Excellent - I'm sure it will be a lovely ride!
I dotwatched a couple of years ago, when I couldn't ride (as we'd had a baby just a few weeks before).
I really enjoyed it. I love maps and working out routes, and was familiar with some of the roads used, which helped. Also, having done the race before, I understood it from a rider's point of view.
I got a mix of people: I was lucky to be given one of the race leaders, I had a couple who were mid-pack, a straggler, a pair and one poor guy whose tracker didn't work so I had no idea where he was until he packed in.
For me, it was the next best thing to riding. I really got into following it, especially the battle at the front between James Hayden, Bjorn Lenhard and Jonas Goy. I learned things that have since been very useful when I have been racing and planning my route that I wouldn't have learned just from doing the ride.

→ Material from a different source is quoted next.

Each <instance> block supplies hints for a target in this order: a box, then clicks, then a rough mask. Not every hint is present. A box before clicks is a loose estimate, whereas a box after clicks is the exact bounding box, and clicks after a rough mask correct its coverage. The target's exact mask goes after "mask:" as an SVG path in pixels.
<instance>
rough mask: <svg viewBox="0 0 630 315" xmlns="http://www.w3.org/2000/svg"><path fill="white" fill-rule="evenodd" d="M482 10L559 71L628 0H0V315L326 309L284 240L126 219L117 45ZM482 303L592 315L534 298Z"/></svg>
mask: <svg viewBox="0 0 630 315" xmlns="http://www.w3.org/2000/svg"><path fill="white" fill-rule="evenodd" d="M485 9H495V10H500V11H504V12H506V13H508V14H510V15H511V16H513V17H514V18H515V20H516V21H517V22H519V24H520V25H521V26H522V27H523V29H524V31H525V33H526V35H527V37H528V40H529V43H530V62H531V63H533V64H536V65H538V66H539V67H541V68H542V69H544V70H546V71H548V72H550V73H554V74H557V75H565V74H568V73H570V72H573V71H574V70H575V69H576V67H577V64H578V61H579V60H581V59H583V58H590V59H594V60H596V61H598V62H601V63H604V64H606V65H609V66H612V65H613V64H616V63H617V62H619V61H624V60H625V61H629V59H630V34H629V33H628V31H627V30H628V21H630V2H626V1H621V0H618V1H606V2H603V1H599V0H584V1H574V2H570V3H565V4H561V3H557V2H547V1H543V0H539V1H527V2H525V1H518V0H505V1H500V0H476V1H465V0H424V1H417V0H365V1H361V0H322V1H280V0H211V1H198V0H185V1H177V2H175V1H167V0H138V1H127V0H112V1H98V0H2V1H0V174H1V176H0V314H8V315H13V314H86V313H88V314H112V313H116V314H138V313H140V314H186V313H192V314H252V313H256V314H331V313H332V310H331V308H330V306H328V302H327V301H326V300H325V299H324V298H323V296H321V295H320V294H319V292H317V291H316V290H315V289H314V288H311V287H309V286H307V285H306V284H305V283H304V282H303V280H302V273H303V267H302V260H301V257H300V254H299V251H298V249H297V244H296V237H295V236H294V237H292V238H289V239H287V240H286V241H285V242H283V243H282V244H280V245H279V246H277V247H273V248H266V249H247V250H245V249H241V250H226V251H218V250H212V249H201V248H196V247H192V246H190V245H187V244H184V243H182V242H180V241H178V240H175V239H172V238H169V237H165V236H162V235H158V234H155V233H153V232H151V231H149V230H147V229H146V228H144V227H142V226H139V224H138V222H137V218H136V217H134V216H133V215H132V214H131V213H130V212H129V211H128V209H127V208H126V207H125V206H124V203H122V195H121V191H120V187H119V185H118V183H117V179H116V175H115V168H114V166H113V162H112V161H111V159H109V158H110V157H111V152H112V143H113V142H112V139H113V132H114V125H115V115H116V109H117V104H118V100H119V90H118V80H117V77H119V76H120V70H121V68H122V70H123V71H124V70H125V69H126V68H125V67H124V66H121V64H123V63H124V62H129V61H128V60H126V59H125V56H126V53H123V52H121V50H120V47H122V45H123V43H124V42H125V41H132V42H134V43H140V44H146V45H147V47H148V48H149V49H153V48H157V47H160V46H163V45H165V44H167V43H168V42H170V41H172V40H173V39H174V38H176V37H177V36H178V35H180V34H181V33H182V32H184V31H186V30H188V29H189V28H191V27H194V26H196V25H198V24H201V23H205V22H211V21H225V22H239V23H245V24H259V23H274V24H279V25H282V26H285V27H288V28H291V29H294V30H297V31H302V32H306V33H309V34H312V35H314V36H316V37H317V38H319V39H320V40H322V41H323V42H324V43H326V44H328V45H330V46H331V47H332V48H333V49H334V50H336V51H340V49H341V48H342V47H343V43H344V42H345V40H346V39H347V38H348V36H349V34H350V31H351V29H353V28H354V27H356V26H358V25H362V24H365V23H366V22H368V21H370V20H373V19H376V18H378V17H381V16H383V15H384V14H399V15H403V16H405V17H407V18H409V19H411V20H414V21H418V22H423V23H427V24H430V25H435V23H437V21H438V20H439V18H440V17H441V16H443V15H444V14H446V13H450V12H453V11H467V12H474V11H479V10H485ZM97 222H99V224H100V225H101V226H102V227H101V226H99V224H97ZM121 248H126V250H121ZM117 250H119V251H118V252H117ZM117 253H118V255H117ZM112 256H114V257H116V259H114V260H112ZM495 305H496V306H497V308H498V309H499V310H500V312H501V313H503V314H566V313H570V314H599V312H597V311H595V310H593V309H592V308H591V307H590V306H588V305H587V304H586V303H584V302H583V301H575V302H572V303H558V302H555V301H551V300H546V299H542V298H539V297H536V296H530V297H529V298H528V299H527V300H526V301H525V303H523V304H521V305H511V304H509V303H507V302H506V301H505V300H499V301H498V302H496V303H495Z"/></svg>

My lead rider was scrupulous in adhering to the rules, but one of my dots made about 6 infringements on illegal roads. I spent most of my time on my lead rider. Partly because it was more important to the race but also because some of the others used a similar route so I didn't need to check it in detail.
The hard bits are in the mountains where there are often several routes parallel to each other. And countries without streetview are harder - Germany, Austria, Bosnia, etc - as it is useful to be able to look at the junctions for road signs.
It took me maybe an hour and a half per day for the first week, then less time as my riders finished or scratched. I then helped out on a few special analysis projects.
You really need two monitors (or one big one that you can split) so that you can look at maps at the same time as trackleaders / freeroute or whatever the dot is in.
Massive thanks to everyone who is helping - at controls, dotwatching or otherwise. If anyone wants any more info or advice on dotwatching, let me know: I wrote a short guide after I did it that I can share.